Taking the recent drastic weather events in the US into account, these storage opportunities are becoming more important as regulators and utilities look to make the grid more resilient against extreme weather conditions.
INN: What catalysts are coming up for LiCo that investors should keep an eye out for?
TF: We recently launched drill and assaying programs on our two cobalt properties in Ontario. We are currently working on seven drill cores, and we will drill another 15 or so holes in the area, focusing on several key target areas. The drill program will continue into November, and we expect to release drill and assay results later this year.
In the near future we will also be providing updates regarding our lithium property in Chile. We are currently working with the local indigenous population to determine how best to explore and exploit the resource on our property. We hope to reach an agreement with the local community and be able to bring our drill rigs onto the property by the end of 2017, early 2018.
We are also actively looking for additional properties in both the lithium and cobalt space internationally, in the hopes of increasing our portfolio and our exploration potential.
INN: What is your outlook for lithium and cobalt prices?
TF: Lithium prices have been on the rise, month-over-month, since mid-2015. The price for lithium carbonate is ranging between US$12,000 to US$14,000 a tonne, with a supply-demand imbalance for both lithium and cobalt that is driving the price upwards. It is hard to say if this will continue in the long term. While there is ample supply of lithium in the world, it comes down to whether it is near extraction and whether that supply enters the market in time. We believe that the demand for lithium will be strong over the next few years, so we expect prices to firm up and remain strong.

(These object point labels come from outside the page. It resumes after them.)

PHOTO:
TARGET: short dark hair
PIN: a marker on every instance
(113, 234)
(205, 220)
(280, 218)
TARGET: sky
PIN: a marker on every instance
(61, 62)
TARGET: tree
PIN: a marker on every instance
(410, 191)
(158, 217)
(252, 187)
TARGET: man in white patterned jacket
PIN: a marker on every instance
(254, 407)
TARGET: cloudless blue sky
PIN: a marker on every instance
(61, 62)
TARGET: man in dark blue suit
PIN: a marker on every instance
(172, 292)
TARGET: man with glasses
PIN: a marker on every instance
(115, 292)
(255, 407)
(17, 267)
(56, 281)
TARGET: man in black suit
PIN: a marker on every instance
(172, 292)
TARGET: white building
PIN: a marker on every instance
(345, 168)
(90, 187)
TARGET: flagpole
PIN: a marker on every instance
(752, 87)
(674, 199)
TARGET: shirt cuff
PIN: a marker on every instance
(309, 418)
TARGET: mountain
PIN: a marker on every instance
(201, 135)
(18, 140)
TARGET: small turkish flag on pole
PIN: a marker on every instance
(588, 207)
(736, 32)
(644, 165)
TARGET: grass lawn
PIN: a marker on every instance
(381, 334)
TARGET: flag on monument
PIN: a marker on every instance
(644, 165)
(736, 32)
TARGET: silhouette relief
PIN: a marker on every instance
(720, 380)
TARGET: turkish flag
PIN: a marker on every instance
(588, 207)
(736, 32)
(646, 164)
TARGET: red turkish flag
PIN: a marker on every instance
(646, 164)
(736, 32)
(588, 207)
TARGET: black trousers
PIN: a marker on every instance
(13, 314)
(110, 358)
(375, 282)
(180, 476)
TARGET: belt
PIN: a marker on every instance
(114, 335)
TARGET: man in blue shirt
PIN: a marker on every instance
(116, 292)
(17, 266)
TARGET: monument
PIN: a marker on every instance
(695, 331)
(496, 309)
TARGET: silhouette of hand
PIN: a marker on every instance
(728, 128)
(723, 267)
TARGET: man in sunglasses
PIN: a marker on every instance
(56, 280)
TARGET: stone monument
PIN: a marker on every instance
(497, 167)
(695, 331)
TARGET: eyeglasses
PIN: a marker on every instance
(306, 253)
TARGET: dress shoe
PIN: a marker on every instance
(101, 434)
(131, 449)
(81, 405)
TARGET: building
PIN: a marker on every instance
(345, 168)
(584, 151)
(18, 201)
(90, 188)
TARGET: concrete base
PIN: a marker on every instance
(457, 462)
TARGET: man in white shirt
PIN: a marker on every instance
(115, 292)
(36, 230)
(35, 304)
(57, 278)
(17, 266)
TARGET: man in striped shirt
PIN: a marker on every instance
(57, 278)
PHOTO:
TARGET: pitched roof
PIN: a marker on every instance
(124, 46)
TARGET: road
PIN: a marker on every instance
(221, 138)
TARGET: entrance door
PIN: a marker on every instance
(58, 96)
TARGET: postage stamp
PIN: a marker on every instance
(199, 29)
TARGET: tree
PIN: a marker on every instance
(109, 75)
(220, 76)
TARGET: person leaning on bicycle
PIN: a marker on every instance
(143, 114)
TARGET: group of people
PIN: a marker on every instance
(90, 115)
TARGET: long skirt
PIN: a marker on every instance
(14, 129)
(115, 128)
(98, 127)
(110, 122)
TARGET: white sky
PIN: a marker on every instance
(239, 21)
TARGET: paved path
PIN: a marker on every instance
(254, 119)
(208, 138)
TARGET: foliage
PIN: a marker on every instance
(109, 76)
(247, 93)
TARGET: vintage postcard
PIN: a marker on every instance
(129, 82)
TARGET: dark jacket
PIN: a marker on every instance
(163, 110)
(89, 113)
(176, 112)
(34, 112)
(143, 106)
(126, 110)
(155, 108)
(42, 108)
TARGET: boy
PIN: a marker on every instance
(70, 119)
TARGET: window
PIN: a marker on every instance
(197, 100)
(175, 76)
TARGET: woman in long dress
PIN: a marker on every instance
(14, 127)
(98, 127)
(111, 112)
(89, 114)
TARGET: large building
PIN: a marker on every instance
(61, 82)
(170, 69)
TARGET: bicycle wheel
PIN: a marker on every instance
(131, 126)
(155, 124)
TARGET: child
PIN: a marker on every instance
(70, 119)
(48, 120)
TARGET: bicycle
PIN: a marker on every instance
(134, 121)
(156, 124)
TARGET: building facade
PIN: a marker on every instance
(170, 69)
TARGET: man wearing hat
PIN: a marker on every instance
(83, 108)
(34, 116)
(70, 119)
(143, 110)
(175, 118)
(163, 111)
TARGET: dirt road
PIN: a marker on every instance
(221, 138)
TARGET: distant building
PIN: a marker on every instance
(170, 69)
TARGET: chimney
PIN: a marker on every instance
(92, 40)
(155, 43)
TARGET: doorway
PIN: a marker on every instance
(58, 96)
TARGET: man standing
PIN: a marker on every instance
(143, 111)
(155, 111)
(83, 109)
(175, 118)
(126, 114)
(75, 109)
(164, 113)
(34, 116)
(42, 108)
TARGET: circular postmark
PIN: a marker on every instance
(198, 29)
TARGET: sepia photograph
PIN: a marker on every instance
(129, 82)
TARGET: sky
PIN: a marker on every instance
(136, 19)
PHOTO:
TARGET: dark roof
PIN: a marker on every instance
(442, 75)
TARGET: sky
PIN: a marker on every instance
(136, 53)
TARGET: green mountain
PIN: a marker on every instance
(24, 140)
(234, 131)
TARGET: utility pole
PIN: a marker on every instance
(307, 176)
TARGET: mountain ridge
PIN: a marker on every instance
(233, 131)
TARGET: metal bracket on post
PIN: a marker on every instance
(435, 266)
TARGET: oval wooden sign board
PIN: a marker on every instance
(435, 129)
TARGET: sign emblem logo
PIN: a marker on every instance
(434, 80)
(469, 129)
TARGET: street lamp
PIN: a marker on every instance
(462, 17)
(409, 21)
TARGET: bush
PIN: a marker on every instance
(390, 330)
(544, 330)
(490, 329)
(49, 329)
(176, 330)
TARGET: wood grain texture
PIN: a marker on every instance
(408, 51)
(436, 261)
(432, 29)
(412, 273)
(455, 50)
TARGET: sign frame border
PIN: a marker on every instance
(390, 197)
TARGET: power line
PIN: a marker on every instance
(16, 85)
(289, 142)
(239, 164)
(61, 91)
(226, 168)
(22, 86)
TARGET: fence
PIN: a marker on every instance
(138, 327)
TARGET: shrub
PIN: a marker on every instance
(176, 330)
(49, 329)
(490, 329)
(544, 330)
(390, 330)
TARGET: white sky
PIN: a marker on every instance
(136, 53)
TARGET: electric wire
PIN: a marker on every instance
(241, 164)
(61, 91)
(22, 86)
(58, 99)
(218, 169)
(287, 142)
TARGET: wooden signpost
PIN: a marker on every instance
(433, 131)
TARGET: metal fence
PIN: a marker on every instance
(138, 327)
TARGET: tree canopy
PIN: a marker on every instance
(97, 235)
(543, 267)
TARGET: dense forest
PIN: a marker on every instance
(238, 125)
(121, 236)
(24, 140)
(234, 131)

We also see a demand and supply imbalance for cobalt. We have seen historic cobalt price spikes, where the price went up to US$50 a pound. While we don’t expect it to reach that point in the near term, the price has been rising over the last couple of years, particularly due to demand exceeding supply.
Both these resources are of interest to investors, and that has to do with the increased popularity of electric vehicles and lithium-ion batteries, which will drive the demand for both lithium and cobalt. To give you an idea: in a single Tesla Model S there are roughly 113 pounds of lithium and 51 pounds of cobalt. As the demand for these vehicles rises, as more manufacturers of electric vehicles emerge and as consumer adoption increases, there will be significantly more demand for these two resources.